Aquiring Video Direct To Laptop......

beatnik wrote on 6/17/2003, 12:17 PM
I do multicam shoots, I hate that it takes 3 hours to capture 3 videos to the Vegas time line. I am looking at capturing direct to disk. I have seen some of the direct to disk media out there such as Capdv, Sony's etc and they seem to be about $1,500 to $2,000
(CDN). My thoughts are to by 3 laptops at $1,500 apiece and use them to capture direct
to disk. I know that the laptops are MUCH bigger than the other media but at least I will
have 3 more computers to do other work on such as rendering 3 (actually 4, including my main desktop) videos at once (in case I get busy with more than one project!)

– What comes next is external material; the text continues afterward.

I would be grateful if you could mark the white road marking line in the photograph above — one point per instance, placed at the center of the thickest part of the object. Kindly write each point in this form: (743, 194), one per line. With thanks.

I guess what I am looking for is some advice, pro's, con's, experiences.

Thanks

Alex

Comments

Jsnkc wrote on 6/17/2003, 1:31 PM
I wouldn't get laptops I have found them to be pretty useless in the editing world since they are so hard to upgrade and usually come with smaller hard drives. I get at least 1 person a week that brings in their laptop with all their video on it, and they still have 10 minutes left of footage to capture but they are out of hard drive space and expect me to be able to cram 10 minutes more on there, plus all the rendered files without deleting anything. What I would do is get a few of those little shuttle PC's, put a huge hard drive in each of them and use them to capture directly to, it will probably be about half the price of a laptop
24Peter wrote on 6/17/2003, 3:03 PM
The laptops are a good idea - if you can capture direct in Vegas (I haven't tried it yet but will.) There are also a few cheaper hard disk capture device solutions. ADS has one but it has some weird format. Then there's this one: http://www.shining.com/

I think the Shining is around $800. But today you can get a laptop with a 40-60GB hard drive (3-4.5 hrs of DV video) and a fast processor for $1500. Let us know how it works.